Ruth Marcus writes:
It's not just about the narrative.
So get ready for the narrative:
Obama's exotic background — his unique melange of Kenya, Kansas, Hawaii and Harvard — makes the job of presenting his life story particularly important. Pennsylvania Gov. Ed Rendell made that point bluntly in an interview with Post reporters and editors Tuesday, comparing Obama to the egghead Adlai Stevenson, who twice failed as the Democrats' nominee.
"With people who have a lot of gifts, it's hard for people to identify with them," Rendell said. "Barack Obama is handsome. He's incredibly bright. He's incredibly well spoken, and he's incredibly successful — not exactly the easiest guy in the world to identify with."
Obama's strategists acknowledge this phenomenon. "Our candidate is outside of the mold," one senior adviser told me. "There are so many things about our candidate that are different that the challenge that we have is to give people a confidence that despite all these things that feel different, 'Okay, I get what he's about personally' . . . that his family is like every other family that your kids go to school with."

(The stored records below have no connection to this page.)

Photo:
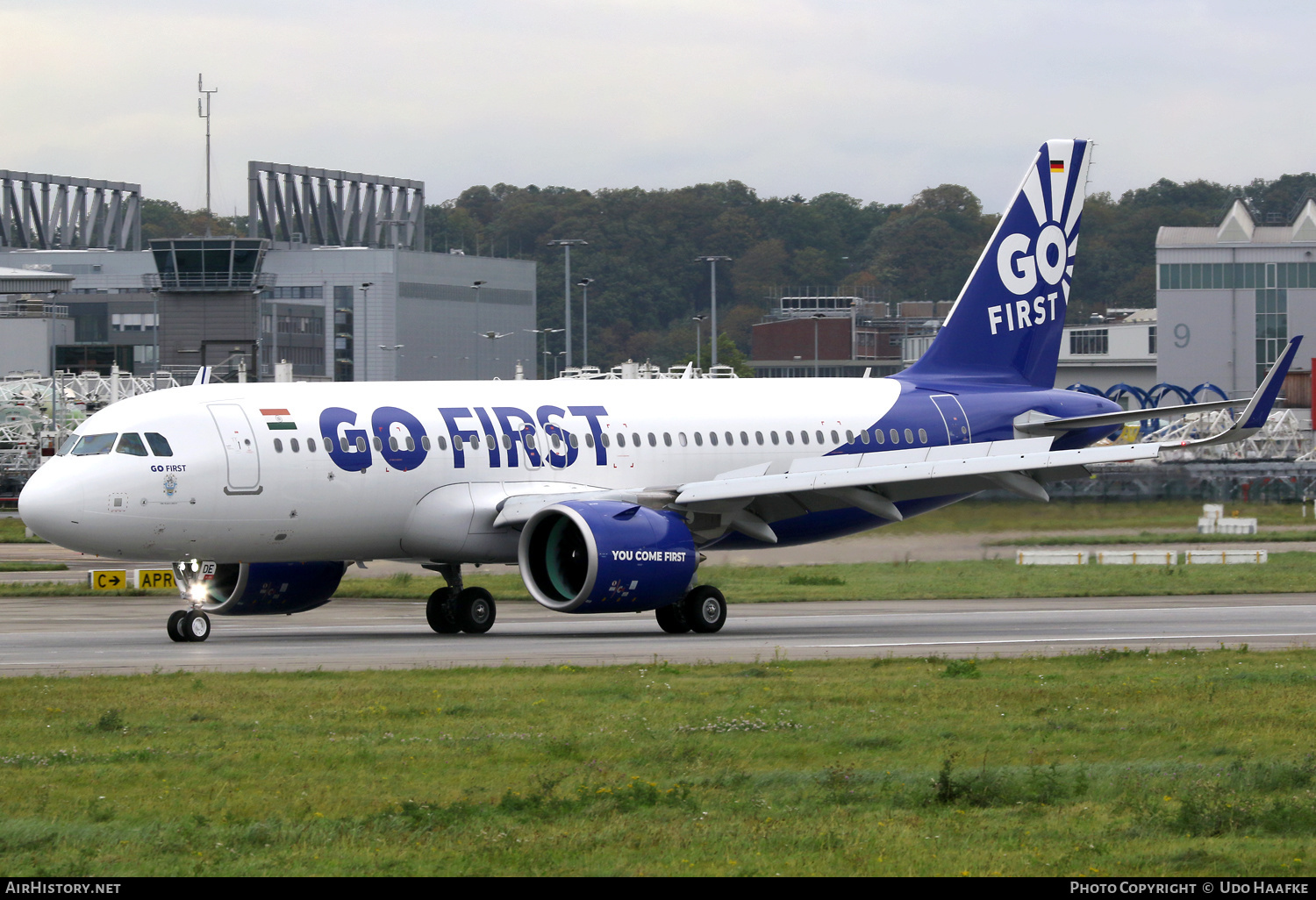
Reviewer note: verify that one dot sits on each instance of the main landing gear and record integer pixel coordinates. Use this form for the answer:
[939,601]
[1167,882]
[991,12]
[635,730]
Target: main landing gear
[702,611]
[189,625]
[453,608]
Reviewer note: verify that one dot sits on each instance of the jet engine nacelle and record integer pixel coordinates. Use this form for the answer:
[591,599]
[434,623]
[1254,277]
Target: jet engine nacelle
[604,555]
[263,589]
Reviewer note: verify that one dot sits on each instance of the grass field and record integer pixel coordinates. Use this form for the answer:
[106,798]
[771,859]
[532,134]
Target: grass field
[1113,762]
[979,578]
[984,578]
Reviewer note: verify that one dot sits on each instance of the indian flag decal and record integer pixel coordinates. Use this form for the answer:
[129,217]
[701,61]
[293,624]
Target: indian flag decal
[278,420]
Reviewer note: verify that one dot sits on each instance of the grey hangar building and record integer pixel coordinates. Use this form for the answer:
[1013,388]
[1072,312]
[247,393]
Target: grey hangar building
[331,278]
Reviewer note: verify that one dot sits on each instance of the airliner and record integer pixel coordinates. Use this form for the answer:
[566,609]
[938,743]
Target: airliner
[605,492]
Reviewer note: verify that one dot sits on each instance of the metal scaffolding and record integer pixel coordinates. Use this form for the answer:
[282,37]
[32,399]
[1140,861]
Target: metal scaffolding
[318,207]
[37,413]
[53,212]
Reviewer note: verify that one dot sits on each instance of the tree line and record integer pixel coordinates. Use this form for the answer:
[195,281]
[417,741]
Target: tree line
[647,286]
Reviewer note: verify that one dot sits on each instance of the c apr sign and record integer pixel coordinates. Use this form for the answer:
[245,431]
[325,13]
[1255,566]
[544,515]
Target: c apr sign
[107,579]
[155,578]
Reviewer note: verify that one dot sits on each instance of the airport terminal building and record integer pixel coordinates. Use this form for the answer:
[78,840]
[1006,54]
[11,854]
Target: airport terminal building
[1228,297]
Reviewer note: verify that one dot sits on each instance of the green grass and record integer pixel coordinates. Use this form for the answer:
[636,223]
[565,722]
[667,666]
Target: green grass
[1113,762]
[981,578]
[1153,537]
[978,516]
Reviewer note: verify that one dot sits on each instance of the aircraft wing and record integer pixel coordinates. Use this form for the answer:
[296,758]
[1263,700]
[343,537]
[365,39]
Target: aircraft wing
[1257,407]
[876,482]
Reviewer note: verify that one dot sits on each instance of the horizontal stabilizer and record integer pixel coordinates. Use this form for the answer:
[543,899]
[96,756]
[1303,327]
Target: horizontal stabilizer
[1255,408]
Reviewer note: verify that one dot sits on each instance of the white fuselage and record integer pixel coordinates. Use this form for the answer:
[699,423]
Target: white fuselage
[233,487]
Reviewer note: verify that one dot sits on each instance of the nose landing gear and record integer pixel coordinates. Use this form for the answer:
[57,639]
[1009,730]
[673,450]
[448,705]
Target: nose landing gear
[187,625]
[191,624]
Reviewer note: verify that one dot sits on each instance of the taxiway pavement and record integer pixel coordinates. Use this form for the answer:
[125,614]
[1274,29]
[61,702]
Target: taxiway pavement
[126,634]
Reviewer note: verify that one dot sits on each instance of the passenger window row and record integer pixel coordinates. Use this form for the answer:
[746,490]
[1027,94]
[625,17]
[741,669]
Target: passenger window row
[621,441]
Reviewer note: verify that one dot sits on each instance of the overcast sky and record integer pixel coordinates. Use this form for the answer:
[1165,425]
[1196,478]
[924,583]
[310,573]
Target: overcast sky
[876,100]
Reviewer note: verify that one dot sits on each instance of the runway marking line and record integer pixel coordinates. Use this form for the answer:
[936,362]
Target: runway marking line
[1145,637]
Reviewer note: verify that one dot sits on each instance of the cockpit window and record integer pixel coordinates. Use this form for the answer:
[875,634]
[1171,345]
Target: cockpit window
[94,445]
[132,445]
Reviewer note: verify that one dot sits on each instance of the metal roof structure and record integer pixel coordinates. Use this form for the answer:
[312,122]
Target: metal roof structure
[29,281]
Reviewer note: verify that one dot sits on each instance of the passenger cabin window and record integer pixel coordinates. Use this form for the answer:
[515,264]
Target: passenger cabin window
[95,445]
[160,446]
[132,445]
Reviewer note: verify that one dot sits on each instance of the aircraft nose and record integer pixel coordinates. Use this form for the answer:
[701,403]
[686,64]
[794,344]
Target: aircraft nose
[52,504]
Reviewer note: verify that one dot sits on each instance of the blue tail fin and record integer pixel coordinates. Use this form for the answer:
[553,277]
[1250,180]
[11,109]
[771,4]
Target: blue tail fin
[1007,323]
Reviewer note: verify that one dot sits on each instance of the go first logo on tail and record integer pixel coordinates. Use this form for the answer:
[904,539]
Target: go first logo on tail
[1037,265]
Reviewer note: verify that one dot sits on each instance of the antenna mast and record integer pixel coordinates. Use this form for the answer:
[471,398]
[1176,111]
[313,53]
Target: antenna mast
[205,115]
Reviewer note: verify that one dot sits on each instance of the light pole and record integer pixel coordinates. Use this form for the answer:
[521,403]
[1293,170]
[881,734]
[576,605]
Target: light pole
[200,89]
[545,332]
[584,325]
[699,339]
[476,286]
[155,300]
[816,318]
[365,324]
[566,283]
[712,287]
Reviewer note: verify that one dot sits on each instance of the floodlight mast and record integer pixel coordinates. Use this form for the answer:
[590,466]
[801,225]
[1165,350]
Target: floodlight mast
[200,89]
[566,245]
[712,287]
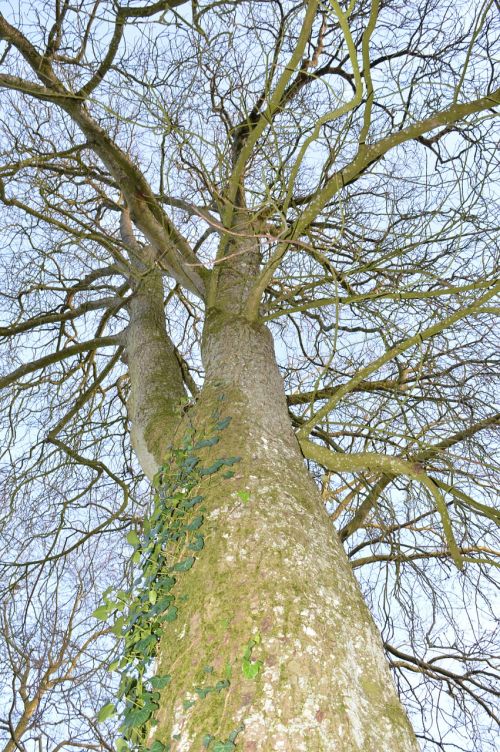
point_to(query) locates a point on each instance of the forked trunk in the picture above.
(273, 647)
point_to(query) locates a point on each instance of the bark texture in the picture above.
(157, 389)
(272, 584)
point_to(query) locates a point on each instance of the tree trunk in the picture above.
(273, 647)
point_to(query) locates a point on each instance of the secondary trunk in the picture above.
(273, 647)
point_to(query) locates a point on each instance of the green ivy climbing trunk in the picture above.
(269, 645)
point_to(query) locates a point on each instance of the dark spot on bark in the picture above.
(266, 624)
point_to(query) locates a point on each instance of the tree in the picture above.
(238, 235)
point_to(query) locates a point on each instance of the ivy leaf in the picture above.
(184, 566)
(106, 712)
(143, 645)
(133, 538)
(171, 614)
(158, 747)
(160, 682)
(138, 717)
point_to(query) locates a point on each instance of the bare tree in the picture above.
(237, 235)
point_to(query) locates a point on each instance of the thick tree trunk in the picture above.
(273, 647)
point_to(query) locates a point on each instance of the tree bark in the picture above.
(270, 611)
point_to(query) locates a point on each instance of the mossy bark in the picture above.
(270, 612)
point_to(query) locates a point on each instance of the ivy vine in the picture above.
(170, 543)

This is necessary but not sufficient, as Obama advisers agree. Obama needs to seem more familiar and approachable to voters, yes, but he also needs to convey — to use President Clinton's famous phrasing — that he feels their pain.
So far this argument rests on the authority of the various fairly prominent and representative Democrats she mentions. It might be stronger if she softened her claim a bit to say that it seems to some Democrats that Obama needs to x, y, z. My point is rather another: A more circumspect writer might have noticed the vacuousness of the "regular guy"–you know, the one you think you want to have a beer with, but in reality does not drink beer, or wouldn't ever have a beer with a non-Yalie–persona as a qualification for President. A more circumspect writer would have also wondered whether people actually want that, or whether it is just a kind of storyline–a kind of narrative as it were–she and others have been pushing. Even though some prominent Democrats seem to agree (and indeed, they seem to be the right kinds of people to ask), maybe a more critical mind, or at least a more industrious one, would bother to inquire whether the public gives a rats about who they can have a beer with. But perhaps what I want would fall outside of the narrative of the clairvoyant pundit, who doesn't need to do any research.
It’s absurd to need to identify with a president in order to vote for him. I want my president to be a hell of a lot smarter than me, to not be a regular guy. What ever happened to the president being “presidential,” serious, and circumspect? I think the “regular guy” thing is just a narrative the media created because some backwards baseball cap-wearing, Miller Lite-quaffing, SUV-driving numbskull said that he would vote for Bush because he could sit down and have a beer with him. Narrative born and ran with. I would think (hope!) that most people are at least smart enough to get that the presidency is a serious gig that requires a smart and sober brain. That reality just doesn’t seem to make a good corporate media storyline.
It’s funny how so much of the country–certainly more than half: brown and black people, women, gays, atheists–have never had the lazy-idiot privilege of voting for someone who resembles them.
The “beer test” seems like one of most trashy possible reflections of white privilege.
Make that straight white male Christian privilege and you make an outstanding point.